テポドンは日本に数兆円のTMD費用を払わせる”アメリカの国益のため”のミサイル
http://www.chokugen.com/opinion/backnumber/h18/jiji060620_362.htm 先ずここでアメリカ、日本、北朝鮮の安全保障上のStatus(立場)を明確にしておこう。
アメリカは北朝鮮に、核開発と核戦力の存在を認めた上で、「核の廃絶」を求めている。そしてその交渉は6カ国協議で行われている。
アメリカのブッシュ大統領もライス国務長官も繰り返し「アメリカは北朝鮮に対して武力行使はしない」と声明している。

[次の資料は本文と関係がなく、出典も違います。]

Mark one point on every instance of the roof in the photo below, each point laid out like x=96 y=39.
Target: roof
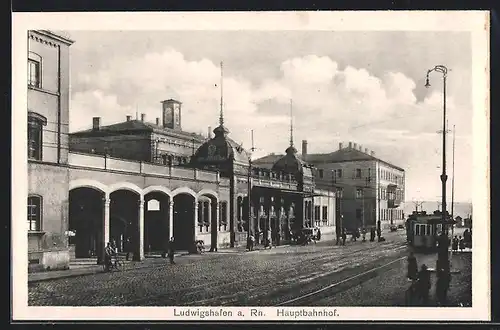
x=267 y=161
x=339 y=156
x=137 y=126
x=220 y=149
x=345 y=155
x=59 y=36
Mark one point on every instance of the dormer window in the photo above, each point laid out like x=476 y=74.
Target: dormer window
x=35 y=135
x=34 y=70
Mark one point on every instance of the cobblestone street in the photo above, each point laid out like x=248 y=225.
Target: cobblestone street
x=261 y=278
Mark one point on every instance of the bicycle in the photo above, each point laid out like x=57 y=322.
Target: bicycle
x=114 y=264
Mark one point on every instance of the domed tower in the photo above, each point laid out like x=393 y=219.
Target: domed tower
x=221 y=152
x=291 y=163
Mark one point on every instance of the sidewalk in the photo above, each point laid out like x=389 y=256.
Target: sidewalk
x=93 y=269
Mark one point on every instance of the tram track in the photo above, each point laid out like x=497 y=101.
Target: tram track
x=306 y=299
x=161 y=300
x=178 y=294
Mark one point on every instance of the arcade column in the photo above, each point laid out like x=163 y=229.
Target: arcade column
x=171 y=218
x=105 y=228
x=217 y=215
x=195 y=219
x=139 y=256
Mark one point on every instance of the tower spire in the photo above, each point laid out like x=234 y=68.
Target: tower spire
x=291 y=123
x=221 y=117
x=291 y=149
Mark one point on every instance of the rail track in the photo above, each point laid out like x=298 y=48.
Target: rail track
x=304 y=299
x=174 y=296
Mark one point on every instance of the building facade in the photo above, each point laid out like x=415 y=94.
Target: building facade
x=48 y=176
x=137 y=139
x=369 y=191
x=139 y=183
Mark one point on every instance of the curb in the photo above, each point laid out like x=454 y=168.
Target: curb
x=92 y=270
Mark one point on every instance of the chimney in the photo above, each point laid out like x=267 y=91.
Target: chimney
x=96 y=123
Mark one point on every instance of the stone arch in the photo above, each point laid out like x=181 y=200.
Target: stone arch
x=161 y=189
x=208 y=192
x=88 y=183
x=184 y=190
x=126 y=186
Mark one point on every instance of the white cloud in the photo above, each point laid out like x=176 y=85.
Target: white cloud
x=331 y=105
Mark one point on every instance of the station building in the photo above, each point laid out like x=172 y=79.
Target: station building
x=147 y=182
x=369 y=191
x=48 y=175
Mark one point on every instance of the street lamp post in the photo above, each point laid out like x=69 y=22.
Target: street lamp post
x=443 y=253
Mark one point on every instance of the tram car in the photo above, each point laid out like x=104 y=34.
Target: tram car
x=422 y=229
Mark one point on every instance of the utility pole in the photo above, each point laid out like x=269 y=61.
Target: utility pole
x=250 y=217
x=452 y=194
x=417 y=205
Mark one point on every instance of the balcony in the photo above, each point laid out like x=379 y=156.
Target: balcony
x=267 y=178
x=99 y=162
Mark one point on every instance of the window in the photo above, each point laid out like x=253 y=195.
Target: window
x=317 y=210
x=317 y=214
x=200 y=216
x=206 y=209
x=359 y=193
x=325 y=214
x=35 y=123
x=239 y=211
x=340 y=192
x=34 y=73
x=223 y=216
x=34 y=213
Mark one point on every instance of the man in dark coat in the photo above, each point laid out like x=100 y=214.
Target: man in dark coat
x=424 y=284
x=443 y=283
x=412 y=267
x=171 y=250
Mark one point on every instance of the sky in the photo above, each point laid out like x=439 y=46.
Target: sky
x=364 y=87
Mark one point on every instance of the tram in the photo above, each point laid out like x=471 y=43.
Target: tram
x=422 y=229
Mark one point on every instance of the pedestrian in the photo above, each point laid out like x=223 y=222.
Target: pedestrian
x=454 y=243
x=372 y=234
x=171 y=250
x=108 y=255
x=339 y=236
x=442 y=284
x=424 y=284
x=128 y=248
x=467 y=238
x=461 y=243
x=412 y=267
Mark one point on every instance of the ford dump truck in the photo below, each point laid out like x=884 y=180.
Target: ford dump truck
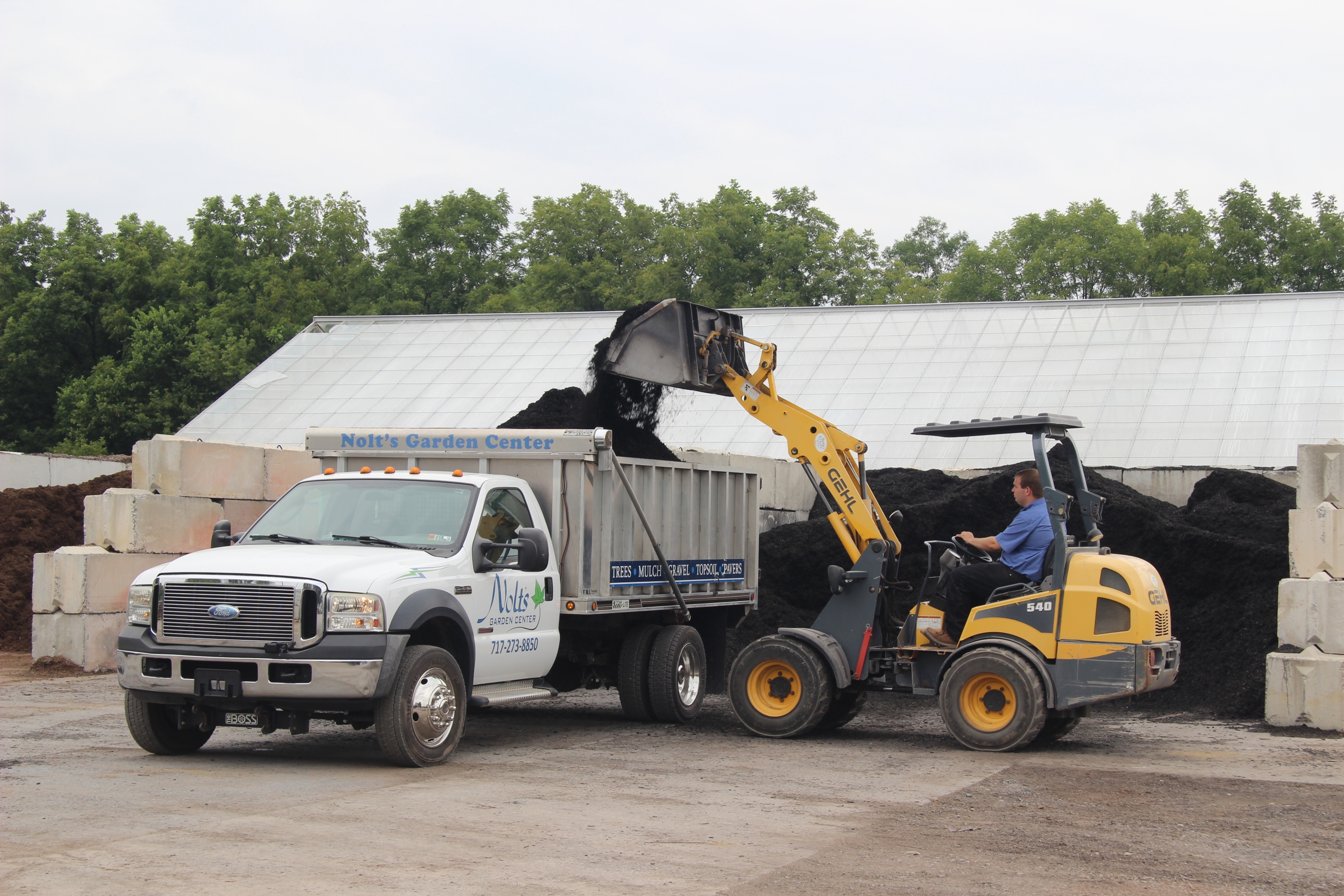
x=426 y=572
x=1030 y=661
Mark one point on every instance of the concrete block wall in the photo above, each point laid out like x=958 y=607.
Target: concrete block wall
x=182 y=488
x=1304 y=679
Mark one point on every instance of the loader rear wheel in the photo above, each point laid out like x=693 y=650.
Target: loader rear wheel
x=992 y=701
x=780 y=687
x=632 y=672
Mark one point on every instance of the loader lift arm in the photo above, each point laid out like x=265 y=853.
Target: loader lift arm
x=687 y=346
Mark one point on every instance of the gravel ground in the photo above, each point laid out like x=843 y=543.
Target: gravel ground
x=568 y=797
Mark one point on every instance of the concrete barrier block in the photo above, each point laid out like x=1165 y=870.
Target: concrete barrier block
x=285 y=468
x=1312 y=612
x=140 y=465
x=1316 y=542
x=44 y=583
x=206 y=469
x=1320 y=474
x=88 y=640
x=241 y=515
x=88 y=579
x=1306 y=690
x=135 y=522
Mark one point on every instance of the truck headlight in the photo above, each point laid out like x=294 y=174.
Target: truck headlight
x=348 y=612
x=139 y=604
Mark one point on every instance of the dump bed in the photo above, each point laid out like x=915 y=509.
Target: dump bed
x=706 y=517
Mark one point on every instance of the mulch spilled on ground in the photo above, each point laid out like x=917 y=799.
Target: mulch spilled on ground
x=1221 y=558
x=627 y=408
x=33 y=522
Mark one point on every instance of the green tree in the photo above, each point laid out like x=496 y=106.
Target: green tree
x=446 y=256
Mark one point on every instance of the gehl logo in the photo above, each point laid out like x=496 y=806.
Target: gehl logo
x=842 y=489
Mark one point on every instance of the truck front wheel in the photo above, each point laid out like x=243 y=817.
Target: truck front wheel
x=780 y=687
x=677 y=675
x=420 y=722
x=155 y=729
x=993 y=701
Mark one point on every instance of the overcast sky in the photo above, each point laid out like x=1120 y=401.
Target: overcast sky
x=972 y=113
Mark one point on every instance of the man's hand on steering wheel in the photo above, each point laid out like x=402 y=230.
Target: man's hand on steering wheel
x=968 y=551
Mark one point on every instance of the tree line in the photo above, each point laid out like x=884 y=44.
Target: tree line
x=110 y=336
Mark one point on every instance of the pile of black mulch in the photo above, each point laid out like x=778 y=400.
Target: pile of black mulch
x=1221 y=558
x=627 y=408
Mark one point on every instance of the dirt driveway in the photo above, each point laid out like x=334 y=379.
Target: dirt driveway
x=568 y=797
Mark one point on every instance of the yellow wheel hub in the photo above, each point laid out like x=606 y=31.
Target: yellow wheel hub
x=773 y=688
x=988 y=702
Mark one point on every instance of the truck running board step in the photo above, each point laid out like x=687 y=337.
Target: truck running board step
x=506 y=692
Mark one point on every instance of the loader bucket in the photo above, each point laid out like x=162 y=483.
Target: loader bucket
x=663 y=346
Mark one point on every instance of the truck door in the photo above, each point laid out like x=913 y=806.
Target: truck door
x=518 y=632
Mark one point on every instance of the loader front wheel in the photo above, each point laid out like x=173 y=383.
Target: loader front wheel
x=780 y=687
x=992 y=701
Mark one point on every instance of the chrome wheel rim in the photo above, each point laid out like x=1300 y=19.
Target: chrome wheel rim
x=433 y=708
x=687 y=676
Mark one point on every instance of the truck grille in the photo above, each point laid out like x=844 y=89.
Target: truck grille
x=265 y=610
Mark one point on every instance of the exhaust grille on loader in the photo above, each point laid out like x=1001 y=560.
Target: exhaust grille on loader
x=223 y=610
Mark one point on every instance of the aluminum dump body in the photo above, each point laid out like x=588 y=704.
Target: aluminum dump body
x=706 y=517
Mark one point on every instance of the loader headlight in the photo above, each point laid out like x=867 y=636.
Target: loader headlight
x=140 y=601
x=347 y=612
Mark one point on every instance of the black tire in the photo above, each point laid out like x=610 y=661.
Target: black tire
x=992 y=701
x=780 y=687
x=632 y=675
x=155 y=729
x=845 y=707
x=677 y=675
x=1056 y=729
x=421 y=720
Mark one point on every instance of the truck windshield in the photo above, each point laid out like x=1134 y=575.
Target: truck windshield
x=423 y=515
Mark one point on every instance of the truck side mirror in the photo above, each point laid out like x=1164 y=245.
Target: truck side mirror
x=534 y=553
x=222 y=536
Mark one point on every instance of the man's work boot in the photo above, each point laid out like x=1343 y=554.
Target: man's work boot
x=940 y=637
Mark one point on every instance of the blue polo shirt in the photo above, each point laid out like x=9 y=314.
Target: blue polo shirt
x=1026 y=539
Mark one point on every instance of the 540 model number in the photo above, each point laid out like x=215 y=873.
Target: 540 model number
x=514 y=645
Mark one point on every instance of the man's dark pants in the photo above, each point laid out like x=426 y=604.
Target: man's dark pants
x=967 y=587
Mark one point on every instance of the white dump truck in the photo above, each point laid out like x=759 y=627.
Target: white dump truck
x=426 y=572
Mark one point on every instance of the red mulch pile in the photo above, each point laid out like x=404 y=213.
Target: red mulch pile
x=33 y=522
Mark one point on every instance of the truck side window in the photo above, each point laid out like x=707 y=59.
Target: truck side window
x=503 y=515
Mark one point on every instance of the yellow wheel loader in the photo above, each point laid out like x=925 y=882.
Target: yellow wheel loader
x=1030 y=661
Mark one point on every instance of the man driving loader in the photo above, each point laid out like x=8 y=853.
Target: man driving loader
x=1023 y=544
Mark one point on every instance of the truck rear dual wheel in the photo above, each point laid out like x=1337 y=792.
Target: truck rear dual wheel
x=993 y=701
x=420 y=722
x=662 y=674
x=155 y=729
x=780 y=687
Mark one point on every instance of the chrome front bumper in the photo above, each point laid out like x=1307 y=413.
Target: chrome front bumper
x=332 y=679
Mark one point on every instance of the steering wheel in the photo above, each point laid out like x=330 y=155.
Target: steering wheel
x=971 y=554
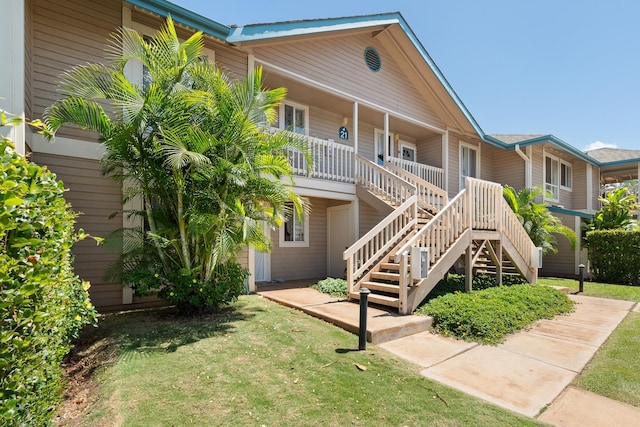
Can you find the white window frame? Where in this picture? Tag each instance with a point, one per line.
(379, 133)
(549, 187)
(410, 146)
(296, 106)
(567, 166)
(299, 244)
(476, 148)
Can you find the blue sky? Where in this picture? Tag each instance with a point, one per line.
(567, 68)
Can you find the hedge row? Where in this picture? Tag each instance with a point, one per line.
(43, 304)
(614, 256)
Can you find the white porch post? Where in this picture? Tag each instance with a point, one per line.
(12, 86)
(445, 161)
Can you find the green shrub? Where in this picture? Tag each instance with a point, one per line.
(488, 315)
(455, 283)
(614, 256)
(43, 304)
(332, 286)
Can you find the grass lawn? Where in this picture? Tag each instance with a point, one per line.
(259, 363)
(615, 370)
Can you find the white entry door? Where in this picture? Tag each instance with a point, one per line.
(263, 263)
(339, 236)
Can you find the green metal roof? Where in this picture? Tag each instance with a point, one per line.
(184, 16)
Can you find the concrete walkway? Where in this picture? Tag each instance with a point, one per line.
(531, 371)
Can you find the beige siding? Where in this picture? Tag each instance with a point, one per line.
(67, 33)
(339, 63)
(508, 167)
(303, 263)
(96, 197)
(28, 65)
(369, 218)
(430, 151)
(579, 191)
(563, 262)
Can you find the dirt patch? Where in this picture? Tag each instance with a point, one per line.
(87, 358)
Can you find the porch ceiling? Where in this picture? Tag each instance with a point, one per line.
(314, 97)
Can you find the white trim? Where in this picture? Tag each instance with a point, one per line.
(290, 244)
(297, 106)
(475, 148)
(12, 72)
(67, 147)
(410, 145)
(445, 160)
(348, 96)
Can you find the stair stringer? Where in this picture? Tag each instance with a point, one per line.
(421, 289)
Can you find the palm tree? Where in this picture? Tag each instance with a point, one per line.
(616, 211)
(191, 143)
(536, 219)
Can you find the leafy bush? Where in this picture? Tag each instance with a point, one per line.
(455, 283)
(332, 286)
(614, 256)
(43, 304)
(488, 315)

北朝鮮の脅威から安全を守ってくれる唯一の国であるアメリカが北朝鮮に武力行使をしないのなら北の核の脅威から日本の安全は保障されず、
いわば日本の安全を保障してきた「アメリカの核の傘」は消滅したも同然である。
今回麻生外務大臣にシーファー駐日大使が「アメリカは軍事的制裁は考えない」と言った言葉は「アメリカは北朝鮮の対日脅威を放置する」という意思表示である。
北朝鮮が困窮しているのはアメリカの金融制裁である。アメリカにこの制裁を解除させるには北朝鮮は「アメリカの国益に資する」必要がある。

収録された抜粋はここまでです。